Maar goed, de muziek. Uit een hang komt vooral minimalistische muziek omdat de maat steeds dezelfde is. Het resoneert sterk en op de resonantie worden telkens weer noten gelegd, afhankelijk van de snelheid waarmee de hang met de hand bespeeld wordt. Het optreden zelf is vooral fascinerend. De variatie zit in het improvisatievermogen van de muzikant. Jeff Hijlkema maakt tijdens zijn optreden caribische, swingvolle meditatiemuziek. Moet ik nu blijven zitten of mag ik een beetje bewegen? Het is rustig en dansbaar tegelijk. Twin Peaks op Hawaii. De minimale belichting in de kamer past perfect bij de muziek. Het is intiem, uitnodigend en de mensen zitten bijna op elkaar. Het wordt nog leuker als Jeff Hijlkema een vragenuurtje inlast en het publiek de hang mag uitproberen.

Hup, de kou in. Op naar het volgende optreden. Ofwel: and now for something completely different. Anderson is een electroduo uit Rotterdam, vol van bliepjes, blopjes, blapjes en af en toe een gitaar. Het optreden wordt jammer genoeg verzorgd in een kille SSHN-keuken. Maar dat mag de pret niet drukken want op feestjes is het achteraf altijd het leukst in de keuken. Anderson heeft daarin een grote bijdrage. Ze hebben humor en zijn niet vies van enkele grapjes of overdreven showelementen.
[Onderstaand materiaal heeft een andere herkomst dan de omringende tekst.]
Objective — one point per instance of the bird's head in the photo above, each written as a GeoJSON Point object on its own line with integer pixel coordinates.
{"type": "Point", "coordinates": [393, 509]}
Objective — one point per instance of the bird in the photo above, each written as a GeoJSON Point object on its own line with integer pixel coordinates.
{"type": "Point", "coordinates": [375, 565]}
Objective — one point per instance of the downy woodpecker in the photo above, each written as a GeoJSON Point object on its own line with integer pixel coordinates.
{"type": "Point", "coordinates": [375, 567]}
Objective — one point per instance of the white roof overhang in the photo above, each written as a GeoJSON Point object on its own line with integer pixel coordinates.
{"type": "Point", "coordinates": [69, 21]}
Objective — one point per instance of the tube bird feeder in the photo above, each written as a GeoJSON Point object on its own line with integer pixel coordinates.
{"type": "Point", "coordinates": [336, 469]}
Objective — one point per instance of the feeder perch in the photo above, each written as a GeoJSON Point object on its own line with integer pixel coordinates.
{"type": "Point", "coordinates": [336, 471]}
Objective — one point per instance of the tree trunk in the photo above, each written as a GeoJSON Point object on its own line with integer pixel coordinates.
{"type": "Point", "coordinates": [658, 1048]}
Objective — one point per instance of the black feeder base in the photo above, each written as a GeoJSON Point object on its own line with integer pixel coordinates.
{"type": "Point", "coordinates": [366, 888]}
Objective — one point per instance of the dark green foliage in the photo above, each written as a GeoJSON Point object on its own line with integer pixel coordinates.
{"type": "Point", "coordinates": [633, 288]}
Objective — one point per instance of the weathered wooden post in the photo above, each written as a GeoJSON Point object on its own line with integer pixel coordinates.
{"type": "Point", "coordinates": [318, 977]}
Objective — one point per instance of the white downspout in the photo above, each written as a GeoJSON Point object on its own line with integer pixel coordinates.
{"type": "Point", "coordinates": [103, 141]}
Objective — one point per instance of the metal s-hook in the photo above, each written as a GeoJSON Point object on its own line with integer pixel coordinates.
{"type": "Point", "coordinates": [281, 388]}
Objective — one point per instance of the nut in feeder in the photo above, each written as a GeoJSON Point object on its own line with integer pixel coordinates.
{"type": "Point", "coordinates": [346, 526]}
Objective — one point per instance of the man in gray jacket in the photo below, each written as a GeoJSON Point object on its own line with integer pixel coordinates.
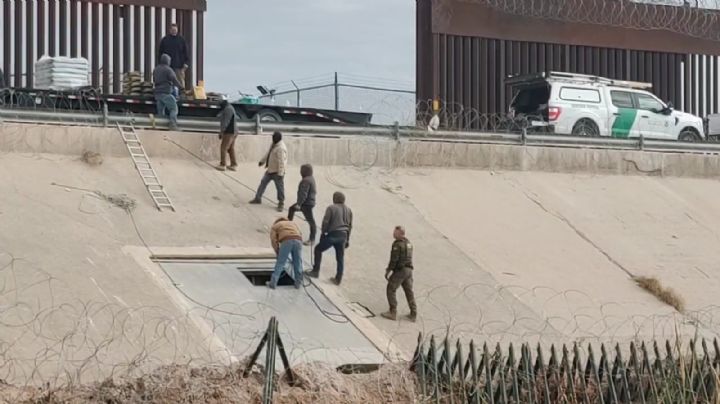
{"type": "Point", "coordinates": [228, 133]}
{"type": "Point", "coordinates": [275, 161]}
{"type": "Point", "coordinates": [164, 79]}
{"type": "Point", "coordinates": [307, 189]}
{"type": "Point", "coordinates": [336, 229]}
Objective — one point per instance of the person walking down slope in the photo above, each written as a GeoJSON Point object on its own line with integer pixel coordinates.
{"type": "Point", "coordinates": [275, 161]}
{"type": "Point", "coordinates": [306, 200]}
{"type": "Point", "coordinates": [175, 46]}
{"type": "Point", "coordinates": [164, 79]}
{"type": "Point", "coordinates": [286, 240]}
{"type": "Point", "coordinates": [336, 229]}
{"type": "Point", "coordinates": [399, 273]}
{"type": "Point", "coordinates": [228, 133]}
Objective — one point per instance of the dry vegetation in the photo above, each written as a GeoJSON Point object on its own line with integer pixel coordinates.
{"type": "Point", "coordinates": [317, 383]}
{"type": "Point", "coordinates": [664, 294]}
{"type": "Point", "coordinates": [92, 158]}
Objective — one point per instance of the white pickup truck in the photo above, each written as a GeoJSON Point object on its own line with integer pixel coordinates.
{"type": "Point", "coordinates": [583, 105]}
Ook hun muziek is zeer vermakelijk en goed opgebouwd. Ze beginnen met vooral rustige nummers en sluiten af met snellere bliepjes die het publiek tot dansen aanzetten. De langzamere nummers zijn zeer romantisch en uitermate geschikt voor een verrassingsontbijt in bed voor je vriend/vriendin. Echter, bij Anderson heb je als muziekkenner ook gemengde gevoelens. Deze worden achteraf het best verwoord door Klaas (de fotograaf van de avond): “Als ik The Postal Service niet zou kennen, zou ik ze echt tof vinden." Anderson maakt leuke muziek en kan een zeer vermakelijk optreden neerzetten, maar hun muziek klinkt bijna als een exacte kopie van The Postal Service of Electric President. De originaliteitsprijs zullen ze nooit winnen maar wel de publieksprijs.

De avond sluiten we af met I Compani in Due, een jazzduo met piano, saxofoon en bijbehorend danstheater. Gelijk vanaf de eerste noot waan je jezelf in een donker, rood belicht jazzcafé met een glas whisky voor je. Het is uitstekende luistermuziek. Ook de kamer leent zich er heel goed voor. De banken zijn zeer comfortabel. Verder is er ook genoeg ruimte voor de danseres om zich uit te leven. Op zich is de danseres niet nodig omdat de muziek prettig om naar te luisteren en naar te kijken is, ook als hier en daar het experiment wordt gewaagd. Maar naar een danseres kijken is toch iets anders dan naar twee grijze mannen kijken. Vooral als de muziek en de dans zo goed op elkaar zijn afgestemd dat het organisch lijkt en alsof de danseres en de saxofonist met elkaar spelen. Het zorgt wel voor een goede show.

Het publiek wordt bij het optreden betrokken door een stukje dat geïmproviseerd wordt op basis van door het publiek genoemde gevoelens. Als slotstuk toveren I Compani de meest jazzy en in mijn oren en ogen de beste versie van De Vlieger uit hun hoed dat uitmunt in up-tempo stukje waarbij het publiek wordt gevraagd om te dansen. Deze uitnodiging wordt graag aangenomen en zo verandert de studentenkamer in een kleine disco. Een mooie aperitief voor het afsluitende feest.